Il riferimento normativo in questione è l’Autorizzazione integrata ambientale rilasciata il 26 ottobre 2012. L’ultima prescrizione è molto chiara. 
 
“Si prescrive all’Ilva, su specifica richiesta dei Sindaci dei Comuni di Taranto e di Statte, di garantire alle medesime autorità comunali il ristoro degli oneri derivanti ai comuni dalla pulizia delle aree prospicienti lo stabilimento e di tutte le aree pubbliche dei Tamburi”. Articolo 1, comma 22. Prescrizione numero 96.
«È ormai accertato che sono anni che la diossina ha gravemente contaminato il quartiere Tamburi, come riportato con i recenti accertamenti sui drammatici picchi registrati nel 2014 e 2015, eventi di intensità senza eguali in Italia. Quella diossina caduta per strada e nelle aree pubbliche va rimossa urgentemente» spiega il presidente dell’associazione ambientalista. 

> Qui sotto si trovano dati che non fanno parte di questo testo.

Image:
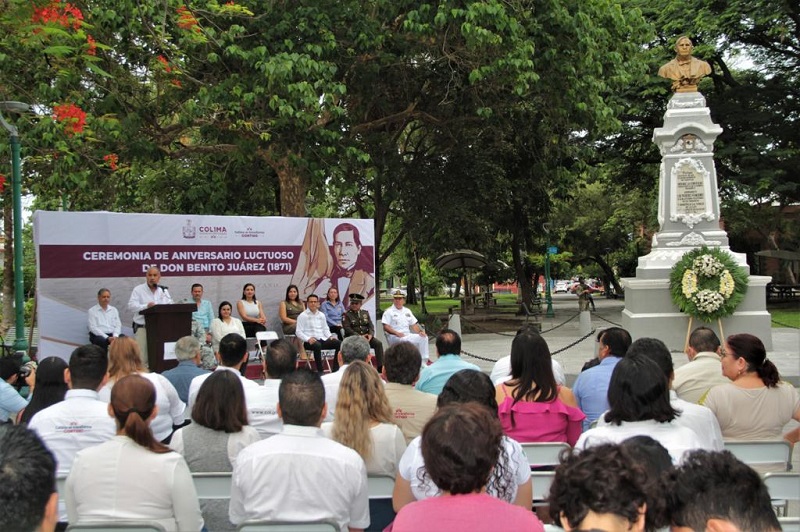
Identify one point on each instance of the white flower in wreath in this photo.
(689, 283)
(708, 301)
(726, 284)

Peacelink chiede al Sindaco di Taranto di applicare con estrema urgenza l’ultima prescrizione che aveva scadenza in data 27 ottobre 2012 ma non è stata attuata: «Il sindaco di Taranto non ha mai richiesto all’Ilva lo svolgimento di questi lavori a spese dell’azienda. L’onere delle spese, infatti, è in virtù dell’Aia a totale carico dell'azienda e non del Comune di Taranto». 
Il caso diossina, deflagrato in questi giorni, si riempie quindi di un altro tassello. Come ha ricordato il direttore di Arpa Puglia, Giorgio Assennato, il rischio maggiore riguarda la possibile ingestione.

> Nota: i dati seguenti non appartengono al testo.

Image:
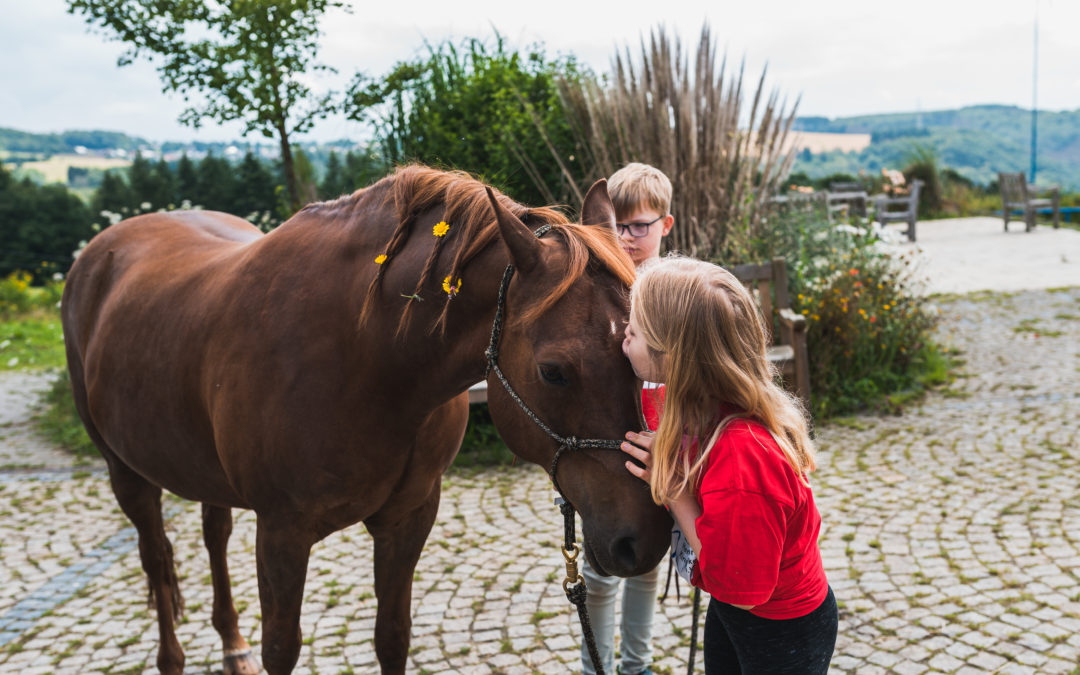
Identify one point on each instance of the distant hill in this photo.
(977, 142)
(14, 140)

Quelle polveri “hanno caratteristiche granulometriche tali da non poter entrane nell'alveo respiratorio, ma sono molto pericolose se ingerite” e i picchi riscontrati a novembre 2014 e febbraio 2015 nei deposimetri delle centraline sono abnormi. Se finissero sul terreno e intaccassero la catena alimentare, il problema sarebbe serio.
Ilva ha controreplicato dichiarando esplicitamente che la matrice di quelle polveri non è riconducibile al siderurgico. Arpa ha già dato avvio a un programma di campionamento del terreno superficiale nel quartiere Tamburi e, specificamente, nell’area intorno al sito in cui è collocato il deposimetro di via Orsini, che ha evidenziato nei mesi di novembre 2014 e febbraio 2015 concentrazioni molto elevate di diossine: “a tali prelievi verrà data una elevata priorità di analisi”.
E la stessa agenzia ha fatto sapere che è aperta “un’attività di approfondimento sui risultati delle analisi deposimetriche condotte da Ilva, al termine della quale produrrà una dettagliata relazione tecnica contenente i risultati di tale studio”. 
Il problema, però, è che non si può certo attendere. Non può aspettare la prevenzione - almeno questo dovrebbe essere un dogma per tutti dopo questi anni - e perciò Peacelink caldeggia l’azione del primo cittadino.
Per una prescrizione che, come detto, sarebbe dovuta essere già rispettata da anni. Non è l’unica, sia chiaro. Si pensi che l’Aia iniziava così con la prescrizione numero 1: “Si prescrive all’azienda di procedere con la completa copertura dei parchi primari, prevedendo in via prioritaria, l’avvio della realizzazione delle coperture per quelle aree che presentano i maggiori contributi in termini di emissioni diffuse”. 
Consegna progetto 27 aprile 2013, ultimazione 27 ottobre 2015.